The past, present and future of the UBC CMS Service

CMS Initiative at UBC

As of 2023, UBC CMS has been a part of the Web landscape at UBC for more 14 years. What started as a collaboration between what was known as the Office of Learning Technology — OLT (which, fun fact, is why canonical URLs on CMS all have in their URL) — now the Centre for Teaching, Learning, and Technology (CTLT), Central Communications and Marketing (now Brand and Marketing) and UBC IT (now… UBC IT), CMS has evolved into a project that serves nearly every faculty or department across the university, involves several departmental support teams, and accounts for a large percentage of the public web presence for UBC.

A screenshot of the earliest version of the CMS website that we can find from 2013. It shows a photo of some of the contributors to the WordPress theme, sign in buttons, and the university branding.

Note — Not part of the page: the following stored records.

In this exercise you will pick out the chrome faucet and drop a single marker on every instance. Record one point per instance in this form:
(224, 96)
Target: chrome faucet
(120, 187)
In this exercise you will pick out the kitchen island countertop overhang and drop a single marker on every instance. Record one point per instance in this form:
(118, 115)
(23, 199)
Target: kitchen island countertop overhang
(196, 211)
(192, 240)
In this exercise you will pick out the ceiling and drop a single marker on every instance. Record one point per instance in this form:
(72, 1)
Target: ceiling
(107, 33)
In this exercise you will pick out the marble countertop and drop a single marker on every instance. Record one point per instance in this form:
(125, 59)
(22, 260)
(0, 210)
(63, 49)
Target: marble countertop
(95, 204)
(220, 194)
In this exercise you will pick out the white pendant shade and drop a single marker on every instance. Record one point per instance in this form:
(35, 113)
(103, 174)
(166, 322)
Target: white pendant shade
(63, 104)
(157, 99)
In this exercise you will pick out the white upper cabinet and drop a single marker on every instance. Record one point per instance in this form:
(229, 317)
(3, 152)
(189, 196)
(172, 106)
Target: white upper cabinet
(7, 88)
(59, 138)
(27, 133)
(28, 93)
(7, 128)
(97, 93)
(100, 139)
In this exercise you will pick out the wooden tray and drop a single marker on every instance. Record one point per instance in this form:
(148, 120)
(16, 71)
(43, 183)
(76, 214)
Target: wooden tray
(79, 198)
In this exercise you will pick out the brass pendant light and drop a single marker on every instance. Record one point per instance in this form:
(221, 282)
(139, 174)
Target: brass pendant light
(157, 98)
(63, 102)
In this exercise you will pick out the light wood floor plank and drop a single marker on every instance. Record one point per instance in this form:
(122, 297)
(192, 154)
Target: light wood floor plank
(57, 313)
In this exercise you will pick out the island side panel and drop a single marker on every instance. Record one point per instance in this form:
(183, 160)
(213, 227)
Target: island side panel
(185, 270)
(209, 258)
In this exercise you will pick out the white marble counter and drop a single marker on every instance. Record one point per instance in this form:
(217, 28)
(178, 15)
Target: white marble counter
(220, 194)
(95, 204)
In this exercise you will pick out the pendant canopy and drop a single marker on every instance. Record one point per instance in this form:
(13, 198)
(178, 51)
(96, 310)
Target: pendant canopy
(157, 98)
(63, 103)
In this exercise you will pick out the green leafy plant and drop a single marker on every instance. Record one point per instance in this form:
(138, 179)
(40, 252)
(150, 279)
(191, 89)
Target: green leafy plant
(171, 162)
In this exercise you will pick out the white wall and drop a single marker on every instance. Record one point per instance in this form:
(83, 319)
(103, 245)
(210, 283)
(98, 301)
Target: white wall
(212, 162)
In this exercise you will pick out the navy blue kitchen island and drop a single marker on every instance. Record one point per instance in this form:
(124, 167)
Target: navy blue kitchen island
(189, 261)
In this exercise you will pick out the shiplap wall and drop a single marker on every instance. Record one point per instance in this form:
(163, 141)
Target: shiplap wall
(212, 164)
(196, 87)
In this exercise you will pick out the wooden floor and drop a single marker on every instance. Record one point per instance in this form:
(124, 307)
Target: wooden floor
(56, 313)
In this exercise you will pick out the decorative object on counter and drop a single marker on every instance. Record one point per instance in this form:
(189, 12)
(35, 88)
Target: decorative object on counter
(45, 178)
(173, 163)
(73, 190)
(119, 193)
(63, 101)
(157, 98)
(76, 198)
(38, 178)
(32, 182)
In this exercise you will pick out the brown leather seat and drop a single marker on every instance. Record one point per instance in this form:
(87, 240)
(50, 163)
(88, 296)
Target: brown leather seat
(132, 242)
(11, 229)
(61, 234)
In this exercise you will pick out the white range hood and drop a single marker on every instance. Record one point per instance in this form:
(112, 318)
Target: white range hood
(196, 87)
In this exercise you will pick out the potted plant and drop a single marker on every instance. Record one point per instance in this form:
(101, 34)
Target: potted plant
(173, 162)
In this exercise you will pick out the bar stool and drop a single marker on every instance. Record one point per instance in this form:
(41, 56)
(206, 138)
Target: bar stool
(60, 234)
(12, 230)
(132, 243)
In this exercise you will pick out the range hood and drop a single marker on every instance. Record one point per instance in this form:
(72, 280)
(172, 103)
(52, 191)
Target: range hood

It’s initial stated goals were to

  • Provide a centrally-provisioned service to enable the creation of UBC websites that collectively portray a professional web presence for the university
  • Establish a set of common web technology platforms to enable integration of web services
  • Support the producers and maintainers of UBC websites by building connections and fostering collaboration between people.

And finally, the stated vision of CMS in 2009/10, was “to provide a baseline content management solution for units who are looking for a cost-effective framework of support for managing their websites. The service is free, CLF-enabled and available to you immediately”.

CMS Today

As of today, in early 2023, CMS hosts somewhere around 85-90% of the public facing websites at UBC (more than 1,500 domain mapped sites and more than 4,250 in total), for nearly every faculty and department, across all campuses. Sites on CMS cover a wide gamut of purposes from administrative and marketing, through documentation, intranet-like, and research. Most Teaching and Learning websites have been moved from CMS onto other platforms such as UBC Blogs.

In aggregate, websites on CMS receive (tens of) millions of page views each year, from every continent (yes, even Antarctica), and almost every country on Earth. (editor’s note: perhaps we need to get someone from the International Space Station to visit a CMS-hosted website?)

The team that manages CMS have made thousands of updates to the platform over the years; from plugins and themes, WordPress itself to the infrastructure layer. The team have dozens of publicly published plugins, have contributed code to WordPress core, have helped organize and speak at WordPress conferences, produced workshops, screencasts, and facilitated hundreds of weekly help clinics.

CMS, on the surface at least, hasn’t changed a great deal in the last few years. But we’ve been setting CMS up for the future…

The Future of CMS

2023 will bring several new changes to CMS – including the redesign of this website – and as such we’ll now be posting a public roadmap and changelog (just like we do with the H5P Open Hub which launched early last year).

We are collaborating with several units on producing commonly used block patterns, helping you create content in a more stylistically pleasing – and UBC brand approved – way. Those will be published to this website allowing you to copy and paste them into your own site.

A new fully-accessible, performant WordPress theme is on the horizon that fully integrating many of the powerful new features of the WordPress Block Editor. (Note: The current theme is also WCAG 2.0AA compliant)

And we’re exploring ways to modernize the infrastructure layer, ensuring your sites’ performance and availability continue to be at (or improve) the levels we’ve maintained over the last decade+.